Walker also said that elected officials “need to be open to listening to people when they comp[lain and not looking at it as something that a lot of people with privilege are complaining about. It’s a real environmental health issue that’s backed up by millions of epidemiological studies.”
She said that about 40 decibels, people begin to experience mood disruption. She said as you move up on the decibel spectrum, it begins to disrupt sleep around 55 decibels. At around 65 decibels, which Walker said is about how loud Boston is on a typical day and sometimes at night as well, “we begin to see cardiovascular-related issues, such as hypertension, increased risk for heart attacks, cardiovascular-related emergency admissions, and cardiovascular related mortality,” she said.
She said that instead of competing Boston’s sound levels with those of other cities, it is more important and more useful to compare it to what studies show impacts health. She said that when it is looked at this way, “sound levels in the City of Boston are concerning.”
“I feel like Boston can be at the forefront of dealing with environmental noise issues,” Walker said, encouraging the City Council to use her resources and others as well. “We should take a risk and begin to be more creative about how we address these things and how we provide data to our residents. I feel like this is the beginning of a conversation that could move and shape the way other cities in the United States and across the world handle noise issues.”
After Erica’s testimony and question and answer, two people signed up for public testimony. The first was Victor Brogna of the North End/Waterfront Residents’ Association. Brogna said that he has been a Boston resident for about 70 years. “What I see is a cultural change that is amplification has become louder and louder and the loudness has become more standard,” he said. He said that he can frequently hear outdoor concerts at City Hall Plaza from halfway down Hanover St. “I find this certainly annoying,” he said.
He said he can also hear the street performers at Faneuil Hall from “probably a quarter of a mile away” on State Street. “This is a quality of life issue, but I don’t know whether that’s pressing enough to cause a major correction,” Brogna said.”I would like to see the focus on the public health issue and maybe that can bring us to a cultural change.”

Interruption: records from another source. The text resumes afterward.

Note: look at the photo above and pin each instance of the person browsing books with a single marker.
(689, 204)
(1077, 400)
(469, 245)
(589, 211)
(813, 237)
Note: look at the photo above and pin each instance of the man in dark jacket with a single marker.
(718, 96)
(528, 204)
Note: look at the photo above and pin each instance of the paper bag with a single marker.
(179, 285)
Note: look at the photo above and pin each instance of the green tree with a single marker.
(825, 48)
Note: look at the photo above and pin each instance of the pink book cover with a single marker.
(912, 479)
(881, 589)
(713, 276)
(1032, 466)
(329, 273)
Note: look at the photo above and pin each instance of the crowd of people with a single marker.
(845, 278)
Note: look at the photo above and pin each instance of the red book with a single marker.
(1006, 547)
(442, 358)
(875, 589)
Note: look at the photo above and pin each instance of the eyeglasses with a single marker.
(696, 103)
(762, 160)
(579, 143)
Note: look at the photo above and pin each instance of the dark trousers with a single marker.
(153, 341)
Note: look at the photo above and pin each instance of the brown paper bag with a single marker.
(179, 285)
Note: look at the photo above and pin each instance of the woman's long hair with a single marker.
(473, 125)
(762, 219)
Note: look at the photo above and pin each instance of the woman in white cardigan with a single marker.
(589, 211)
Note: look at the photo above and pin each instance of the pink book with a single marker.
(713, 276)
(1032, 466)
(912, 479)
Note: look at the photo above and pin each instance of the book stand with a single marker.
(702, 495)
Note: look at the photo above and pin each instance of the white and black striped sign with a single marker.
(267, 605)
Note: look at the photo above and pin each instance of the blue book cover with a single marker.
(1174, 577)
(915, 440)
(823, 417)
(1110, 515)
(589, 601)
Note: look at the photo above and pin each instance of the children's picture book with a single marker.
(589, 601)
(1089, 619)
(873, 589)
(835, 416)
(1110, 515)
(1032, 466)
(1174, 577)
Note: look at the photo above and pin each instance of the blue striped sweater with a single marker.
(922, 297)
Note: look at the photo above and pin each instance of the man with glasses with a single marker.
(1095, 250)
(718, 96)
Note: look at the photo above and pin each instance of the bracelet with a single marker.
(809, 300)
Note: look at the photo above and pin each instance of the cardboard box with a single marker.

Roy Owens also complained about noise levels in Roxbury, as he also said music can be heard from several blocks away. Noise from college parties on Woodville St. and West Cottage St. are also a problem. “As we become more and more overdeveloped and do not adequately regulate these ever increasing noise levels, our pollution has become a public safety hazard that should alarm all of us,” Councilor Garrison said in her closing statement. “We can do better and my sincere hope is that this hearing today will lead to real solutions and would change how we handle the cases of excessive noise. As an at-large City Councilor, I will continue to be an advocate for all residents who, like me, are concerned about unreasonable noise.”